La storia dell'umanità dimostra purtroppo che il male è connaturato all'essere umano. E' come l'herpes zoster, tutti ce lo portiamo dentro a livello di latenza ma affiora soltanto quando il resto del corpo gli lascia strada. E' il cuore di tenebra su cui non ci vogliamo affacciare, per non ammettere che la razza umana generalmente non è buona manco per niente e al suo interno chi può, e sa di farla franca, alla prima occasione frega il prossimo. Basterebbe abolire per decreto il codice penale per un giorno solo, anche poche ore, per rendersene amaramente conto.
Come potrà essere ripagata - per esempio - la moglie di Rebellin, cui non hanno fatto neppure vedere quel che restava del suo campione, per non aggiungere dolore al dolore? Non c'è sanzione adeguata; oppure ce ne sono infinite. Ma la riparazione vera è impossibile. Il male non si spiega, si fa o si subisce. Non può essere cancellato, men che meno per legge. Se ne possono soltanto attenuare le manifestazioni e le relative conseguenze. Tutti quelli che nei secoli si erano messi in testa di costruire la società perfetta hanno fatto solo danni. Gli altri, pur manchevolmente, si sono accontentati. Ma sono stati, dopotutto, meno nocivi.

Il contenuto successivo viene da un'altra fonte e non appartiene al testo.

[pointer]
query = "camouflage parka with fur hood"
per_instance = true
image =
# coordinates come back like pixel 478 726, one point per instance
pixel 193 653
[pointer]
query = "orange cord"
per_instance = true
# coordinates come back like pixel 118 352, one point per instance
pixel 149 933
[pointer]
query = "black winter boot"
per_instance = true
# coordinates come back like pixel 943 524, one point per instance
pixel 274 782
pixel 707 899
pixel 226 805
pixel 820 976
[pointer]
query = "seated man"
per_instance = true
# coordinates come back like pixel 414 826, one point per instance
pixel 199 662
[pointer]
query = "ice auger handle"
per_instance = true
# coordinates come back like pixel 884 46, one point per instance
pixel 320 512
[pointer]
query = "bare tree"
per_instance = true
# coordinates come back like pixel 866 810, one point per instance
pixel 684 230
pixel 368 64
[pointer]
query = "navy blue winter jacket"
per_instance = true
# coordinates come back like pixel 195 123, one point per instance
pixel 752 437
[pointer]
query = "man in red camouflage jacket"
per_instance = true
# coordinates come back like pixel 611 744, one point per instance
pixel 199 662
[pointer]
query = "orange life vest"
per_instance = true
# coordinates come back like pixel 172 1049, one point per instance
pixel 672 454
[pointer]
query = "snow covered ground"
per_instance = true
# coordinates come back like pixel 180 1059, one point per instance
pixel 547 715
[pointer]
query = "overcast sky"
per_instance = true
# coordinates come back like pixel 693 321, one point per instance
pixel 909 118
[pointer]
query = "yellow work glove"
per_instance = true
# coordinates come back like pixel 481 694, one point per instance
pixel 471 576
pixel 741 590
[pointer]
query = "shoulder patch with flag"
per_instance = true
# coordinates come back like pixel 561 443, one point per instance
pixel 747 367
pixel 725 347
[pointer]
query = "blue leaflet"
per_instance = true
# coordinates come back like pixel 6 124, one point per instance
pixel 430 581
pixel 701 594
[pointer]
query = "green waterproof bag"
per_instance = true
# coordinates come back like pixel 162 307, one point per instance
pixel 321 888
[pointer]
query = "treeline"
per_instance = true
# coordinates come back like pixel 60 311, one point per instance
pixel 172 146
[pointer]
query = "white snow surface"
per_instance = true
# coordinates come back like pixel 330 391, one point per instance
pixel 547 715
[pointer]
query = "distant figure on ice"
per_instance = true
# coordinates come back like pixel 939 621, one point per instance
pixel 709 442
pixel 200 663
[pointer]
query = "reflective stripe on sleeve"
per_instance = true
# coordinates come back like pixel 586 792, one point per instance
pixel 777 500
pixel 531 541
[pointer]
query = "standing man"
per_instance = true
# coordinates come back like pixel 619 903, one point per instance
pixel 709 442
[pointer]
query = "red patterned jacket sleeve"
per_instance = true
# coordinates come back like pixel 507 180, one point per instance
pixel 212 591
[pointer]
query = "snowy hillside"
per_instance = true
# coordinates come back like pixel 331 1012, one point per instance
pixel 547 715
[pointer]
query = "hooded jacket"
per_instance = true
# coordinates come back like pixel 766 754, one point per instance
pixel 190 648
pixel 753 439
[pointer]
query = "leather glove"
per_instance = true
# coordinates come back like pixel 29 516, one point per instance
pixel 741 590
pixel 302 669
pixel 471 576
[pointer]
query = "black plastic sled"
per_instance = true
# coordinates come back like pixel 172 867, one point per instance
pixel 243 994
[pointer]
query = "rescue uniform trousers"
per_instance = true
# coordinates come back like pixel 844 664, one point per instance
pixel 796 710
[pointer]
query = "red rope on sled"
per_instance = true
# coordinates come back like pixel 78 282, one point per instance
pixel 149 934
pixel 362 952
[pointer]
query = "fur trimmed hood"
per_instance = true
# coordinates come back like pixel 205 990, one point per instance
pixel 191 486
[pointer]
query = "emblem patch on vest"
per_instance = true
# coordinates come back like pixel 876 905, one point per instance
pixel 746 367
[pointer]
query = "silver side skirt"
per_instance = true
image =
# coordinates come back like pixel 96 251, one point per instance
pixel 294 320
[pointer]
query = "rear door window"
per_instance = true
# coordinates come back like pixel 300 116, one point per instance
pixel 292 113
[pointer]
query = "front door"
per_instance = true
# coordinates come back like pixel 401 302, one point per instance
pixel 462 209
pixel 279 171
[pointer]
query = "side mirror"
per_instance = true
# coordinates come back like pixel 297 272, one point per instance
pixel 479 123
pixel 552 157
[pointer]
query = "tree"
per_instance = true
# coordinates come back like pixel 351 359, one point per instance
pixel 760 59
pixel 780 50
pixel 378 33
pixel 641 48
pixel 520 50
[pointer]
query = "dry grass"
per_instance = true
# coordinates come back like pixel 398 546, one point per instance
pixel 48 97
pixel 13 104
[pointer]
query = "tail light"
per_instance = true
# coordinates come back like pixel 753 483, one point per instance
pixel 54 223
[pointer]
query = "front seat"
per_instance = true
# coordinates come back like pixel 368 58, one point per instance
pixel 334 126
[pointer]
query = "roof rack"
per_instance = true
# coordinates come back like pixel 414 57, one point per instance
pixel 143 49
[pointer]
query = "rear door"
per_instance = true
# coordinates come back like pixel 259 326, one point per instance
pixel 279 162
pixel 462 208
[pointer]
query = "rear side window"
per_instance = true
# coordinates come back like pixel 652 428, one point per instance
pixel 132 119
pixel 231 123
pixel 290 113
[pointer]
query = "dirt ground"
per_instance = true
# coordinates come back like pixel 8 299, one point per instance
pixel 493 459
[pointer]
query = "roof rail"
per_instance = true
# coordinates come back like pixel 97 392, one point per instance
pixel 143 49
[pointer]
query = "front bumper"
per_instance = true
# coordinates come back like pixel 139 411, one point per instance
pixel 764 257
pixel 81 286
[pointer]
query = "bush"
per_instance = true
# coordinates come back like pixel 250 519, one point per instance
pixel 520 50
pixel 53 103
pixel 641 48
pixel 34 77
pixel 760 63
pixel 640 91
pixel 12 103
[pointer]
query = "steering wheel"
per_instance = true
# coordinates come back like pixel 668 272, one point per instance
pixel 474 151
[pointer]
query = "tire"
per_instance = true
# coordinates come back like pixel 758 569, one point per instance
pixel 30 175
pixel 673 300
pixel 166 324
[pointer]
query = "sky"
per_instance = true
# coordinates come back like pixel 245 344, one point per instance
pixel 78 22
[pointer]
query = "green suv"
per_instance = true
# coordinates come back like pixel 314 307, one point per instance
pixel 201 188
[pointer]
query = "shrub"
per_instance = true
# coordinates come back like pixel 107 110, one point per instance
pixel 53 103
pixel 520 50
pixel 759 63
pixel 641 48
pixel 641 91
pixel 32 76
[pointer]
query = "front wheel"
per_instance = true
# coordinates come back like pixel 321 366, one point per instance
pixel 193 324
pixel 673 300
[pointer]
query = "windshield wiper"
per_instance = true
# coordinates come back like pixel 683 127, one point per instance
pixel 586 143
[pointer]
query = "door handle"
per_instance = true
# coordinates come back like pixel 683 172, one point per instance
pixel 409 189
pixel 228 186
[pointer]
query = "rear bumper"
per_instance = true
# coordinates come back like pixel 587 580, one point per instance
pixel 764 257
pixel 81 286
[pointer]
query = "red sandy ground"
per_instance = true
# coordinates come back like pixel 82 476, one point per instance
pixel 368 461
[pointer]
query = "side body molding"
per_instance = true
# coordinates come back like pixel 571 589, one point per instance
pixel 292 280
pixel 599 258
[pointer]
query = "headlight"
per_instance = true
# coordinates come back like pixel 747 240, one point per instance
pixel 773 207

Non ci sarà festa domani a Pontedecimo, per il vecchio ragazzo che all'indomani dell'Appennino saliva la Bocchetta, tirando il gruppo dei giovani che avrebbero voluto diventare come lui. Non avrà giustizia, come non l'aveva avuta per la medaglia olimpica che non potrà essergli restituita. La morte è un maestro tedesco, o forse un camionista tedesco, da Paul Celan ai Kraftwerk. E nel buio della stanza di Rebellin resta il suono dei vuoto; il senso insensato di ogni cosa, di ogni vita.